Home Local 12/July/2022 01:57 PM

NASA releases first colored image from James Webb Space Telescope

NASA releases first colored image from James Webb Space Telescope

WASHINGTON, Tuesday, July 12, 2022 (WAFA) - NASA said it made history again yesterday when it released the first full-color image of the space from its James Webb Space Telescope.

It's the highest-resolution infrared image ever captured. The new picture is a "deep field" image — a long-exposure observation of a region of the sky, which allows the telescope to capture the light of extremely faint, distant objects.

Because it takes time for light to travel, NASA said, some of the light in the new image is more than 13 billion years old. That's less than 1 billion years after the Big Bang.

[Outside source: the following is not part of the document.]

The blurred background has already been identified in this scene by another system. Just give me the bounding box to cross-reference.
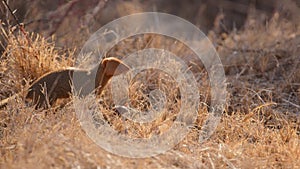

The telescope has successfully looked back in time.

NASA said the picture taken by Webb’s Near-Infrared Camera (NIRCam) is a composite made from images at different wavelengths, totaling 12.5 hours – achieving depths at infrared wavelengths beyond the Hubble Space Telescope’s deepest fields, which took weeks.

The image shows the galaxy cluster SMACS 0723 as it appeared 4.6 billion years ago, according to the American organization.

The combined mass of this galaxy cluster acts as a gravitational lens, magnifying much more distant galaxies behind it, the organization added. Webb’s NIRCam has brought those distant galaxies into sharp focus – they have tiny, faint structures that have never been seen before, including star clusters and diffuse features. 

"Today's a historic day," said President Joe Biden, as he waited to see the image in a White House briefing on Monday evening. "These images are going to remind the world that America can do big things and remind the American people, especially our children, that there's nothing beyond our capacity."

"We can see possibilities no one has ever seen before. We can go places no one has ever gone before."

NASA Administrator Bill Nelson said: "We're going back to about 13 and a half billion years. Since we know the universe is 13.8 billion years old, we're going back almost to the beginning."